TikTok’s $300 billion-valued guardian firm, ByteDance, is likely one of the world’s busiest AI builders. It plans to spend billions of {dollars} on AI chips this yr, whereas its tech provides Sam Altman’s OpenAI a run for its cash.
ByteDance’s Duobao AI chatbot is at present the preferred AI assistant in China, with 78.6 million month-to-month lively customers as of January.
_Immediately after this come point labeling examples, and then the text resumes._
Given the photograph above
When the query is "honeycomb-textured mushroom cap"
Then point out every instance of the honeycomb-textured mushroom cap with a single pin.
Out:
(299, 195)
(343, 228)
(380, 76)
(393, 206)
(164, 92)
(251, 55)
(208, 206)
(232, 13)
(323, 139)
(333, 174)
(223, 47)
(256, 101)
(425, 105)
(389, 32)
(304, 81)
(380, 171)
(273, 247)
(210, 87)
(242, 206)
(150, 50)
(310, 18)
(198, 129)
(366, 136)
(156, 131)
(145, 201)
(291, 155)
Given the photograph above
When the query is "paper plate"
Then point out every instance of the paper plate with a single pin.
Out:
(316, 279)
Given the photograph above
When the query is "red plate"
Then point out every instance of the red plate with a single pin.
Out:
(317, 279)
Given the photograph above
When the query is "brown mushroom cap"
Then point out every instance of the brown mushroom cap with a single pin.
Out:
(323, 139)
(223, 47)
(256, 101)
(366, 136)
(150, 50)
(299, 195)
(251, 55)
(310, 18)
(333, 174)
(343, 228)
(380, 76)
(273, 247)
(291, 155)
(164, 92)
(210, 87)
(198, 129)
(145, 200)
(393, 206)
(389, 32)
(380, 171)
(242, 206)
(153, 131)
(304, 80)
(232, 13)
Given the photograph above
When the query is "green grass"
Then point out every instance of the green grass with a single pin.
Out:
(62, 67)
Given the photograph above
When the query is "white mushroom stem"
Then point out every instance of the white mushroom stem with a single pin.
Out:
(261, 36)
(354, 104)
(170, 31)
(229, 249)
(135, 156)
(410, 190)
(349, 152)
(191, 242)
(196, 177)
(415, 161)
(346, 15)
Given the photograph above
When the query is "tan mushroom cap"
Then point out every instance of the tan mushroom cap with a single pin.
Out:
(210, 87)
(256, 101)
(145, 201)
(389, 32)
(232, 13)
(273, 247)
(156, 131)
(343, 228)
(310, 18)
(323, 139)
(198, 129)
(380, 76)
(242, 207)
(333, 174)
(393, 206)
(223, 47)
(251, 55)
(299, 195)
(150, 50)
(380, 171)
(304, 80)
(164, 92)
This makes it the world’s second most-used AI app behind OpenAI’s ChatGPT (with 349.4 million MAUs). The just lately launched Doubao-1.5-pro is claimed to match the efficiency of OpenAI’s GPT-4o at a fraction of the fee.
As Counterpoint Analysis notes on this breakdown of Duobao’s positioning and performance, “very like its worldwide rival ChatGPT, the cornerstone of Doubao’s attraction is its multimodality, providing superior textual content, picture, and audio processing capabilities”.
It will probably additionally generate music.
In September, ByteDance added an AI music technology operate to the Duobao app, which apparently “helps greater than ten forms of music kinds and permits you to write lyrics and compose music with one click on”.
This, although, isn’t the tip of ByteDance’s fascination with constructing music AI applied sciences.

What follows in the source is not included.